Movie Review – We Need To Talk About Kevin

We Need To Talk About Kevin (2011)
Written by Lynne Ramsay & Rory Stewart Kinnear
Directed by Lynne Ramsay

Who do we blame when something terrible happens? It’s becoming fairly common in the United States for there to multiple school shootings every year. When this happens, there is a strong innate human need to place the blame on someone. Parents are typically the focus of the public’s ire. In the case of Sandy Hook Elementary, the mother of the shooter literally gave him the gun thinking it could be a hobby to help with his mental illness. I’m sure if you are reading this outside of the United States, you are thinking, “Why would you give someone with mental illness a high powered killing machine?” and you are right to question it.

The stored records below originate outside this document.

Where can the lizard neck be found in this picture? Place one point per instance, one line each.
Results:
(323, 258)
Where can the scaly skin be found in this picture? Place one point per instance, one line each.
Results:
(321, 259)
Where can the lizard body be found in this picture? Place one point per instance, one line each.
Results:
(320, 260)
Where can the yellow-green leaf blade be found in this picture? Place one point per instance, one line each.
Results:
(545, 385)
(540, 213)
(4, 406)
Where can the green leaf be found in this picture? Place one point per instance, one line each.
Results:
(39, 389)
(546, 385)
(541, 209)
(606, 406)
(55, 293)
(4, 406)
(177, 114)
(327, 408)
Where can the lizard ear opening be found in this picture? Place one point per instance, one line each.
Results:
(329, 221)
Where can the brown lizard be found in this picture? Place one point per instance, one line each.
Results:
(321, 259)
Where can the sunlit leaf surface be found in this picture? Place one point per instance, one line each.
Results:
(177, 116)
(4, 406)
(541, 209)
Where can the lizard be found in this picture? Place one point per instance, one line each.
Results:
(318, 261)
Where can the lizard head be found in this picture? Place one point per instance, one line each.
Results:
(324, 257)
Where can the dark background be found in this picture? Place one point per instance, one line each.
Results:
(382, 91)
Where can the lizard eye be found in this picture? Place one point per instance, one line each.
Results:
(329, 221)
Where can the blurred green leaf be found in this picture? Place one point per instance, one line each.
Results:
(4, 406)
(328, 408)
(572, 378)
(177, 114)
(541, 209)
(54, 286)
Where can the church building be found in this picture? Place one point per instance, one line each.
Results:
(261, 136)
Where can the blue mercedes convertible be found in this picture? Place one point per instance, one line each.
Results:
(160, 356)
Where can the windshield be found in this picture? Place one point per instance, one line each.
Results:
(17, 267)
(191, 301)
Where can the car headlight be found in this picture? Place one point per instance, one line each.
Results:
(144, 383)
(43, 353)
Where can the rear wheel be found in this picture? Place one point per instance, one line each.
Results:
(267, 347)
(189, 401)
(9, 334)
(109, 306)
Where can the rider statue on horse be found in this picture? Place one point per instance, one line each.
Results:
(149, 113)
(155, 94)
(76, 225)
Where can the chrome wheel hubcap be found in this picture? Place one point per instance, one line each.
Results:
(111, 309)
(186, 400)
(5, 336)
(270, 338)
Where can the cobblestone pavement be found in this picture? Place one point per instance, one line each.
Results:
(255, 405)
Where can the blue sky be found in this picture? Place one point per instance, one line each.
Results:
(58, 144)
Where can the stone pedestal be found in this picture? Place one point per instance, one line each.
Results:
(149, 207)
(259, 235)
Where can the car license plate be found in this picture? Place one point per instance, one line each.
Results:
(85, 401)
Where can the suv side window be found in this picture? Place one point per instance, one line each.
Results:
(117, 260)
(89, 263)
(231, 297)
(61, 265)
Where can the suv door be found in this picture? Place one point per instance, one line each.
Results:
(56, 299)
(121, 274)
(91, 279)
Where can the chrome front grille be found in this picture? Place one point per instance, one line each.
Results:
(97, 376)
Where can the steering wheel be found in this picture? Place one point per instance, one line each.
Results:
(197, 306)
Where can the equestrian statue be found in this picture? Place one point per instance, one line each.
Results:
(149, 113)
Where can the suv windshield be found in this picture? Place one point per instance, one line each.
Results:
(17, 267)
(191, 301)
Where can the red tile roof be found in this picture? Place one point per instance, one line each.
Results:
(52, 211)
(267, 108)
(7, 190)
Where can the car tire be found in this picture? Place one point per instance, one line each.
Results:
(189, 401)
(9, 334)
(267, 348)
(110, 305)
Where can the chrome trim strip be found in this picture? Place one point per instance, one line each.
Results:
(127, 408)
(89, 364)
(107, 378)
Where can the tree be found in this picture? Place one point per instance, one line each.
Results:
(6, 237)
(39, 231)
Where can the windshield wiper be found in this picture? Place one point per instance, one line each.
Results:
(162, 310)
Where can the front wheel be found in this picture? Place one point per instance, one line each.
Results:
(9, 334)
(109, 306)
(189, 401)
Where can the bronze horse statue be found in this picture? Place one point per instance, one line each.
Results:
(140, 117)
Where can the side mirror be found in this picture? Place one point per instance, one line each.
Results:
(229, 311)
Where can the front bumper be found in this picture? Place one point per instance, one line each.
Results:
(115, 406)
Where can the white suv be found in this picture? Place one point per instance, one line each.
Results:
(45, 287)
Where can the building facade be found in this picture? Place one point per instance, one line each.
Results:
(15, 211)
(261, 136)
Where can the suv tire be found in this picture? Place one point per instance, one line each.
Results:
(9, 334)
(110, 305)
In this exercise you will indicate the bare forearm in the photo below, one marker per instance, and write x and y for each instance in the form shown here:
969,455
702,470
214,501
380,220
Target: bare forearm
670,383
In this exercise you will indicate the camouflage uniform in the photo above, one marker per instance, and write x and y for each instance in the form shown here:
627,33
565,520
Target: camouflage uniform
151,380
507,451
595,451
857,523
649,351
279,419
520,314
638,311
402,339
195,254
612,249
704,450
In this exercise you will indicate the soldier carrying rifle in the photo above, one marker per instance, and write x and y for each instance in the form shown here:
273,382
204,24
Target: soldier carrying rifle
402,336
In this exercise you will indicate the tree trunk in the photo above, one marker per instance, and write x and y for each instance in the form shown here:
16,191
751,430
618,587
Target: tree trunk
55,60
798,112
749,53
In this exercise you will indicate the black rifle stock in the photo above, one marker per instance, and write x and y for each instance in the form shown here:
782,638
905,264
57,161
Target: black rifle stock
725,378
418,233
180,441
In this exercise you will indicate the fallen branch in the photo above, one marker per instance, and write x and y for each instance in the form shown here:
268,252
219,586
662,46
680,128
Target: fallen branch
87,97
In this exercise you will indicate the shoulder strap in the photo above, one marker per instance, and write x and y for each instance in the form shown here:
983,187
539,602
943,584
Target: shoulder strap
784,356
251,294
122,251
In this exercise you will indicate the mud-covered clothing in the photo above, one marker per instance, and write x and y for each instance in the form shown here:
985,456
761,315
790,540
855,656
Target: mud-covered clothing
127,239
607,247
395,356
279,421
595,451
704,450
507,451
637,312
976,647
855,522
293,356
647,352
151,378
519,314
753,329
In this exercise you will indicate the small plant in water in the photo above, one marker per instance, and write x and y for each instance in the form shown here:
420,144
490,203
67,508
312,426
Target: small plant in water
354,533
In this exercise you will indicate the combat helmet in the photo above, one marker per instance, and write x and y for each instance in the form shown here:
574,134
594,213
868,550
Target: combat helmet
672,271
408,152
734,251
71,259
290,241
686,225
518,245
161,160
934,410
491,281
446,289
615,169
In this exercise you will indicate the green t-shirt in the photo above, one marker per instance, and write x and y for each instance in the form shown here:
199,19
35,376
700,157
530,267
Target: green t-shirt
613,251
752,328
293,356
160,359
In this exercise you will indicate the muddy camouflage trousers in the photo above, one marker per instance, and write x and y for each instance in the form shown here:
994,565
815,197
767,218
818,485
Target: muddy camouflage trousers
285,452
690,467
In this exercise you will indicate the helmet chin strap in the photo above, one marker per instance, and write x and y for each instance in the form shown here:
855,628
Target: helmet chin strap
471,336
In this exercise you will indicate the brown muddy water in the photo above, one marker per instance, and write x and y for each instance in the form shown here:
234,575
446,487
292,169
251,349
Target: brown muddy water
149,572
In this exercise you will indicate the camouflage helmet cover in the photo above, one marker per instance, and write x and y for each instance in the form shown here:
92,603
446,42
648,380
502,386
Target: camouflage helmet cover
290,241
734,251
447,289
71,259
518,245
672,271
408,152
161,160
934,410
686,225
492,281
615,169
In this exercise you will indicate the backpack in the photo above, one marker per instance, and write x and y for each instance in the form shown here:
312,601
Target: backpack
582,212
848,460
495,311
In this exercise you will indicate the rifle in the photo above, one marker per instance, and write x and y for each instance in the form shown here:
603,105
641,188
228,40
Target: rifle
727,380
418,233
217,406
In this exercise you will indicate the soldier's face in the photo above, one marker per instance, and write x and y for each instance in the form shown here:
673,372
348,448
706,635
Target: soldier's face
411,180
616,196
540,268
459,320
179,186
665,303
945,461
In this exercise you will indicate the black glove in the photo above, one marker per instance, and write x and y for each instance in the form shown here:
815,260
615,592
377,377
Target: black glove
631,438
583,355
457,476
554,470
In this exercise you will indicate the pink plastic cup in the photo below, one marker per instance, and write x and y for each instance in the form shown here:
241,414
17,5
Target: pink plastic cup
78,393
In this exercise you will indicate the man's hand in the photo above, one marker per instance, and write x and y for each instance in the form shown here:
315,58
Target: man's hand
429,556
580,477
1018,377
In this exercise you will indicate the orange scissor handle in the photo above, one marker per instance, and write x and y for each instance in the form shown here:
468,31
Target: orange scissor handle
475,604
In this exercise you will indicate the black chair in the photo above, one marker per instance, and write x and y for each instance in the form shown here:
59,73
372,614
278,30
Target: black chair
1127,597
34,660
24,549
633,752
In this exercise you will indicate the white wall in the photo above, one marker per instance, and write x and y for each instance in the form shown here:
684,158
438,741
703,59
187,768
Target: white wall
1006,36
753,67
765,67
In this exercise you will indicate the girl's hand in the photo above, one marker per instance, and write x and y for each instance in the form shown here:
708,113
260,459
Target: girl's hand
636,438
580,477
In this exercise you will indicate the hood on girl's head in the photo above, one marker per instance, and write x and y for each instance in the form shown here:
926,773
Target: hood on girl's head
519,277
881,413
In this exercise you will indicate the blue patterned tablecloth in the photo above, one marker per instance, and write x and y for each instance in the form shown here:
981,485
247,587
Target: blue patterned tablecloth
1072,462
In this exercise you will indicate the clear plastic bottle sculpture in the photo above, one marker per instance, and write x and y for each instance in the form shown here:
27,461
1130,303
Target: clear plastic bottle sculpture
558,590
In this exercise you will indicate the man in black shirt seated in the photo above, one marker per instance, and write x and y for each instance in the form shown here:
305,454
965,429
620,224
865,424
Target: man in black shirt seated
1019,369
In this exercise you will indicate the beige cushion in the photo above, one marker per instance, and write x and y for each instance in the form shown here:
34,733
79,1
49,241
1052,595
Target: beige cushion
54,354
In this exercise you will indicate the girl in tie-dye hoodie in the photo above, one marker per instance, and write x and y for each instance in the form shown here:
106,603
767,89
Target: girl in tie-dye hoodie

Kevin (Ezra Miller) is in prison for killing multiple students in a high school massacre. His mother, Eva (Tilda Swinton) lives in solitude, a pariah reviled by her city. Through flashbacks that jumble up the timeline, Eva tries to pieces together what led to her son’s vile act. We see that from the moment he was born, Eva felt a distance from her child. He screeches as a baby, glares at his mother with hate as a toddler and young child, and as a teenager, he learns to manipulate, to figure out the levers of social power and pull them. She still visits her son in prison, trying to perform an emotional autopsy and determine if she is to blame for what happened.

The choice to tell Eva’s story through her own memory was a brilliant one by Lynne Ramsay. The result is the audience feeling like they have the same mental breakdown Eva experiences. We jump from one moment to another, years passing in an instant, trying to make a connection between events until ultimately it becomes a fruitless task. Eva relives her life this way, a form of purgatory, the same she punishes herself by eaten a carton of broken eggs, shells, and all.

The home Eva and her husband Franklin (John C. Reilly) is a minimalist museum. It’s never a warm home. Even Kevin’s bedroom is bare-bones, the very minimum of what you expect to find in a child’s space. The house reflects the unsettled nature of Eva with her family. The opening scene of the film shows her reveling in a crowd surfing during a tomato festival in Spain, one of the few times we see her happy. Domesticity is not what Eva really wants, she worked as a travel agent, and she wants to span the globe again. But family, and in particular Kevin, keeps her trapped in the house.

Eva is covered in the juice of those tomatoes standing as an omen for the blood she believes is on her hands for Kevin’s acts. Her new home is vandalized by unseen neighbors, splattered with red paint. As she attempts to clean it off, her hands become stained, and she scrubs more aggressively to try and erase it all as a quick as possible. But the memories keep wounds fresh, and during one visit with Kevin, she’s reminded of a horrible transgression she committed and that he has kept quiet for her all these years.

The physical resemblance between Eva and her son is apparent from the opening of the film. Eva dips her head in the sink, and there’s a quick cut to Kevin doing the same from the same angle. As a teenager, their hair color and style become similar. The only time we see Kevin out of his predator-like state of scorn is in the final scene, his head shaved as he prepares to be transferred to an adult prison facility. By that time, he admits he’s forgotten why he killed in the first place, paralleling how Eva has come to realize just what her role in this tragedy truly was.

We Need To Talk About Kevin is most definitely a psychological horror film, a recreation of a parent’s greatest nightmare. It’s also another piece of proof that Lynne Ramsay is one of the great directors of our time. Her ability to create non-linear tapestries of story and emotion is masterful. This was my second time watching We Need To Talk About Kevin, and it resonates on multiple frequencies. Like a good book, I can see this film growing with you as you get married, have children, develop certain regrets. The film posits that we are so trapped in our own heads we can’t often see the impending doom that is hurtling towards us.